Here are two things I came across today.

1) When you rearrange the letters in ‘MOTHER-IN-LAW` you get ‘WOMAN HITLER.` Why am I not surprised?

2) Today (20th May) something amazing is going to happen…something that doesn`t happen every other day. At 8.05 pm today the time and date will be: 2005 2005 2005 (20:05 20/05/2005). Now, thats something huh?

Some thought-provoking quotes

On Divorce

Ah yes, divorce, from the Latin word meaning to rip out a man’s genitals through his wallet.
– Robin Williams

For a while we pondered whether to take a vacation or get a divorce. We decided that a trip to Bermuda is over in two weeks, but a divorce is something you always have.
– Woody Allen

American husbands are the best in the world; no other husbands are so generous to their wives, or can be so easily divorced.
– Elinor Glyn

In our family we don’t divorce our men.
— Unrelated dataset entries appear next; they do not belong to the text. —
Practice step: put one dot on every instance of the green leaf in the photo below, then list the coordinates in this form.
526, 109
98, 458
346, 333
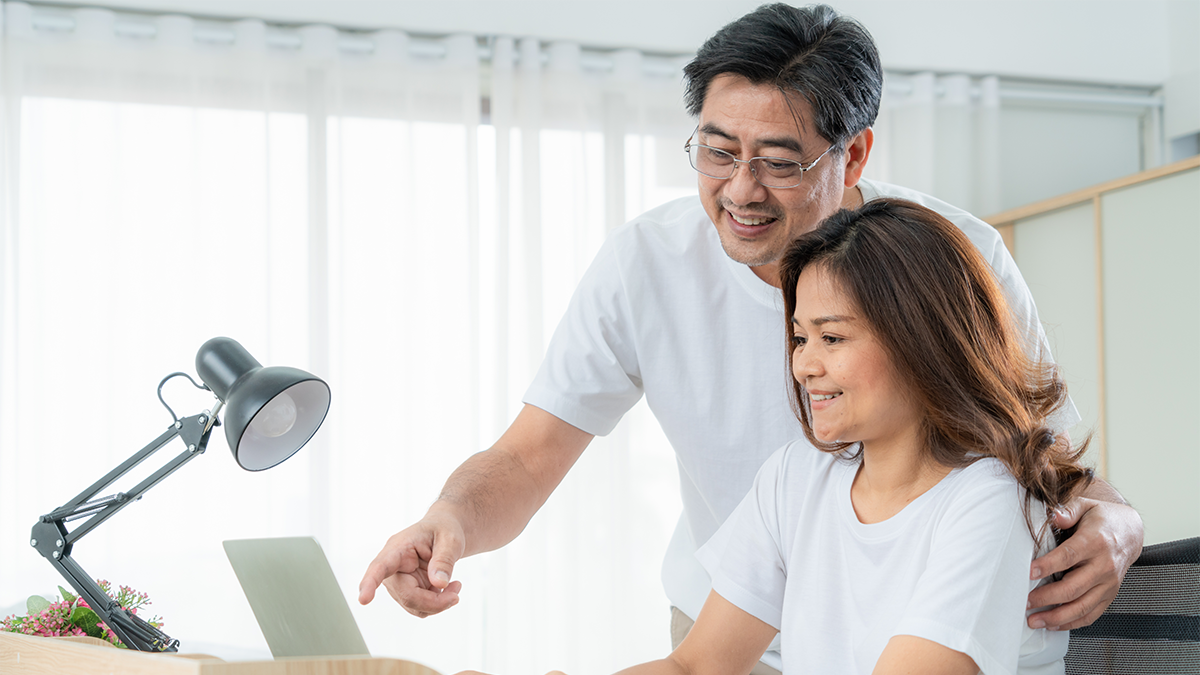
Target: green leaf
36, 604
88, 621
We bury them.
– Ruth Gordon

The happiest time of anyone’s life is just after the first divorce.
– John Kenneth Galbraith

Divorces are made in heaven.
– Oscar Wilde

On Marriage

Marriage is a great institution, but I’m not ready for an institution yet.
– Mae West

There’s only one way to have a happy marriage and as soon as I learn what it is I’ll get married again.
– Clint Eastwood

In Hollywood a marriage is a success if it outlasts milk.
– Rita Rudner

Marriage is the only adventure open to the cowardly.
– Voltaire

Wonder why I could find only four nice quotes on marriage but had plenty to choose from on divorce!!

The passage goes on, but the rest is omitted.